Italian footballer (born 1987)

Vincenzo Pepe (born 4 April 1987) is an Italian footballer who plays for Eccellenza club Palazzolo.

==Club career==

===Early career===
Born in Naples, Campania, Pepe was signed by Parma at young age. Pepe was in the Giovanissimi Nazionali squad in 2001–02 season, that team had Giuseppe Rossi and Arturo Lupoli as forward. He appeared twice as unused bench for Parma at 2004–05 UEFA Cup., wearing no.39 shirt. That season Pepe also a member of Primavera under-20 Team He was eligible as List B player (club youth product) In mid-2005 he left for Sambenedettese in co-ownership deal and made his professional debut. In January 2006 Pescara bought the 50% registration rights from Sambenedettese. He was awarded no.15 shirt of the first team. In June 2006 Parma gave up the remain 50% registration rights. Pepe then left for Cremonese on loan and in 2007–08 season turned to another co-ownership deal for €80,000. In June 2008 Pescara bought back Pepe by submitting a higher bid to Lega Calcio Serie C than Cremonese, a mechanism to decide the co-ownership if both clubs failed to submit an agreement before the deadline.

Pepe was included in Pescara's pre-season camp. However he was excluded from the club plan and sold to Serie B club Avellino on 1 September.

===Avellino===
On 1 September 2008 Pepe was signed by Avellino. Avellino was relegated in 2008 and but re-admitted to 2008–09 Serie B. In his first season in the second division, Pepe was a regular member of the starting eleven (21 starts), scoring 3 goals.

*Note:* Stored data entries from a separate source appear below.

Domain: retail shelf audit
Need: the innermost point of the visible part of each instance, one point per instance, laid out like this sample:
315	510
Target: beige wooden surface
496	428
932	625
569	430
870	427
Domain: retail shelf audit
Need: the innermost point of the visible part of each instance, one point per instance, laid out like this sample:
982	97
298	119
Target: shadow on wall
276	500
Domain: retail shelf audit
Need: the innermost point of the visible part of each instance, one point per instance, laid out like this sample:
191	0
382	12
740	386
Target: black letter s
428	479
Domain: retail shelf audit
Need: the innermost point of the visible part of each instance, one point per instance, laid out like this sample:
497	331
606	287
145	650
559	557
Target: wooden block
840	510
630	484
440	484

However the Campania club relegated again in 2009 and expelled from the professional due to the financial test by FIGC. Pepe also became a free agent.

===Salernitana===
In July 2009 he was signed by another Serie B team Salernitana. He only made 16 starts in the first season with only 1 goal. Salernitana relegated after the season. In 2010–11 Lega Pro Prima Divisione, he only played 5 games until December 2010. It was reported that the club formed a swap deal with Triestina, but the deadline day deal collapsed and Nicola Princivalli remained in Trieste. Since December Pepe did not play any game for the Campania club. Salernitana lost the final of promotion playoff and folded after failing to acquire a license from FIGC.

===Siracusa===
In July 2011 he joined another third division club Siracusa. He secured a place in starting line-up since 30 October (round 10). He mainly played as a winger/wing forward in 4–2–3–1/4–3–3 formation or as a midfielder in 4–4–2 formation (when Marco Mancosu was rested) Before the winter break, Siracusa was the first in Group B.

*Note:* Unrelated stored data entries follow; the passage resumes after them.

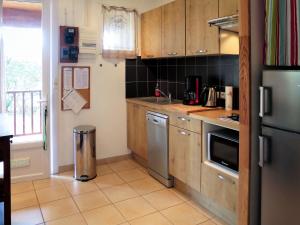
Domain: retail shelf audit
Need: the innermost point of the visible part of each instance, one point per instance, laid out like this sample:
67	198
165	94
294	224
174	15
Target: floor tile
134	208
163	199
23	200
27	216
65	176
76	219
103	170
122	165
108	180
21	187
119	193
184	214
78	187
91	200
152	219
146	186
58	209
107	215
180	194
46	183
52	193
132	175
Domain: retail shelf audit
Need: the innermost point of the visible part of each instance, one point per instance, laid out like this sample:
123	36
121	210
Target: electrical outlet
222	95
20	162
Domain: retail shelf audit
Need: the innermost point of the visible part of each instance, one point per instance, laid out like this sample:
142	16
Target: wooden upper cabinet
228	7
173	29
201	39
151	33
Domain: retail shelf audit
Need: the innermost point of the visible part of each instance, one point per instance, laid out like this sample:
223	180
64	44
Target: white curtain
119	33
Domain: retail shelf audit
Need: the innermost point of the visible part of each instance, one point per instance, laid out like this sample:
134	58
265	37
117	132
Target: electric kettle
212	97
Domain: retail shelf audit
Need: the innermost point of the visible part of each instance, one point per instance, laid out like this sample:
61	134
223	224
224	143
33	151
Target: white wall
108	102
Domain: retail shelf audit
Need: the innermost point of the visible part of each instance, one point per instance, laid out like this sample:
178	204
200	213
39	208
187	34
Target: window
21	66
119	32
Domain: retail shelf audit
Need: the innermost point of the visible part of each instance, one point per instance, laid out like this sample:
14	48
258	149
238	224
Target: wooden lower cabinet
220	187
185	156
137	129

Pepe also played in the first round of 2011–12 Coppa Italia. However Pepe in fact ineligible after sent off in his previous cup match for Salernitana. But no punish was given due to no one discover his ineligibility before the deadline of compliant.

===Lanciano===
After Siracusa was expelled from 2012–13 Lega Pro Prima Divisione, Pepe was signed by Serie B newcomer Lanciano in 2-year contract as a free agent. In January 2013 he was signed by Nocerina. In August 2013 Pepe was sold to Pro Vercelli, with Umberto Germano moved to Lanciano in temporary deal.

===Lega Pro clubs===
On 24 August 2013 Pepe was signed by Pro Vercelli. The club won promotion to 2014–15 Serie B.

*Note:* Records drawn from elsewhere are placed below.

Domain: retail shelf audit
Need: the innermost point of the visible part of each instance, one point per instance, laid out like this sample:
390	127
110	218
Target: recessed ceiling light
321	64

In 2014 Pepe was signed by Messina.

In January 2015 Pepe was released. He joined another Lega Pro club Martina.

===Serie D club===
In November 2015 Pepe was signed by Abano.

===Potenza===
On 23 August 2016, he signed with Potenza.

===Avellino return===
On 24 January 2019 he joined Avellino in Serie D.

===Palazzolo===
In September 2019 Pepe was signed by Eccellenza club Palazzolo.

==International career==
Pepe capped for Italy under-16 team in June 2003. He failed to win a cap from the main team but capped for its feeder team Serie C representative teams. He played for Serie C U-19 in a training match and U-20 team in 2006–07 Mirop Cup against Slovakia and Hungary. He also represented "U-20 C" against Italy U-21 B in December 2007. Pepe played in 2007–09 International Challenge Trophy. (He missed the third match as not eligible) Pepe also won the annual U-21 Serie C1 tournament with Serie C1 Group A representatives in January 2007 and January 2008.